Concentrating on arguably the most well-known cursed movies in the public consciousness – Poltergeist, The Omen, The Exorcist, The Crow and Twilight Zone: The Movie – the documentary uses the movies as a framework but goes further by delving into the nature of each movie’s ‘curse’. For example, when discussing The Exorcist the filmmakers touch on the tragedies that surrounded the production of the movie – fires on set, cast and crew accidents, etc. – and interview star Linda Blair (who won’t be drawn on certain aspects of her experiences, if that is an indication of anything) but then they go off on a tangent by interviewing witches, professional exorcists and, bizarrely, a couple of people who believe they are possessed before tying it back to the movie and its possible effects on the public consciousness.
With this tactic it is quite clear what side of the arguments the filmmakers – and the majority of those interviewed – fall on, which is neatly summed up by actor Michael Berryman, who simply says “No” whenever anyone asks him whether The Crow was cursed. But whatever the truths behind all of the scenarios, they do all make fascinating stories on their own, away from the main features if you like, and hearing about the tragedies that followed in the wake of Poltergeist and the near-misses that happened during the production of The Omen from those who were there at the time is interesting stuff and certainly less sensationalised than the newspaper reports from the time.

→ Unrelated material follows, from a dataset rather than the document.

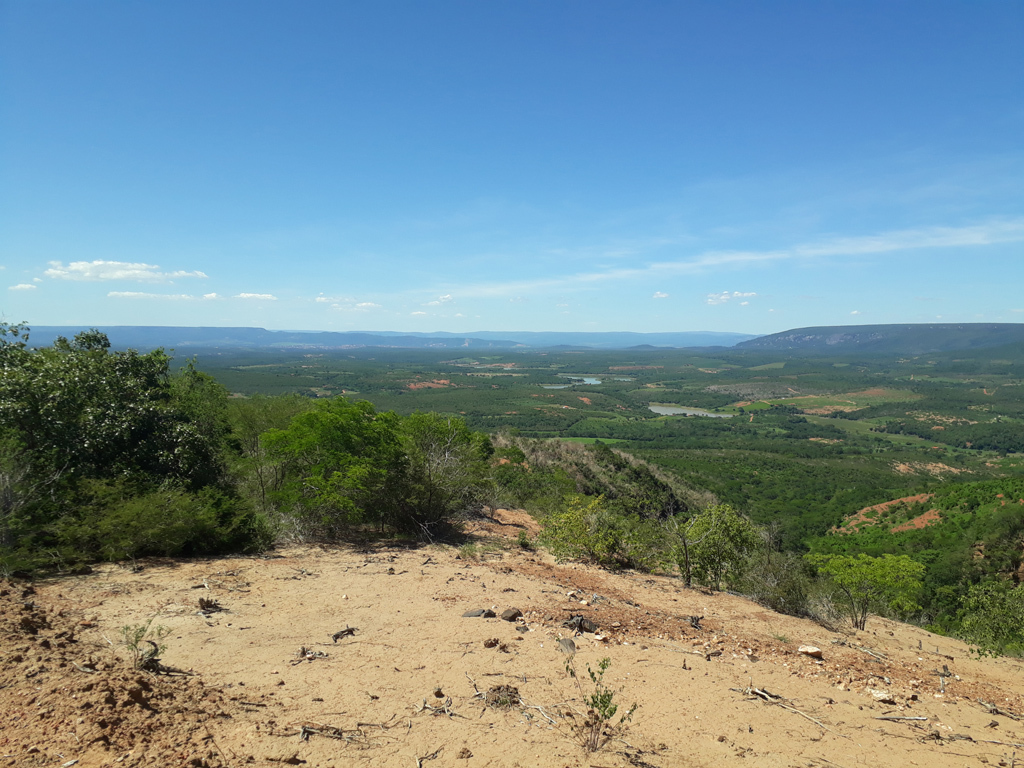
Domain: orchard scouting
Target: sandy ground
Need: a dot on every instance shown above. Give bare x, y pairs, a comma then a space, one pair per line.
410, 686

However, after raising eyebrows at the ‘possessed’ interviewees and hearing producer Mace Neufeld laugh off the good publicity Gregory Peck’s plane getting hit by lightening gave The Omen, things take a more sombre turn as the final two movies in the series are examined. Of course, everybody knows about the tragic death of Brandon Lee during the filming of The Crow but hearing the testimonies of those who were there and how they didn’t want the movie to be released despite studio pressures makes you realise that it is called showbusiness for a reason.
The same could also be said after watching production designer Richard Sawyer wipe back tears as he recounts what happened on the set of Twilight Zone: The Movie, where actor Vic Morrow, along with child actors Myca Dinh Le and Renee Shin-Yi Chen, were killed when a stunt involving a helicopter and lots of explosions went horribly wrong. Sawyer’s heartfelt telling of events is weaved into footage of Troma Films’ head honcho Lloyd Kaufman demanding absolute safety on one of his film sets and stating that “it’s only a movie” (where have we heard that before?), and as if to hammer home the point they then show the actual footage of the helicopter crashing into Vic Morrow and the two children he was carrying.
A dark note to end on but as an overall viewing experience Cursed Films is quite a fun and fascinating insight into how the Hollywood machine deals with controversy and, unfortunately, tragedy. Whether the events spoken about are due to coincidence, human error or there really are supernatural forces at work is entirely up for speculation and will no doubt encourage many more discussions than they already have but given how many movies claim to have been cursed over the years then this is a series that could – and hopefully will – run and run. Roll on volume two.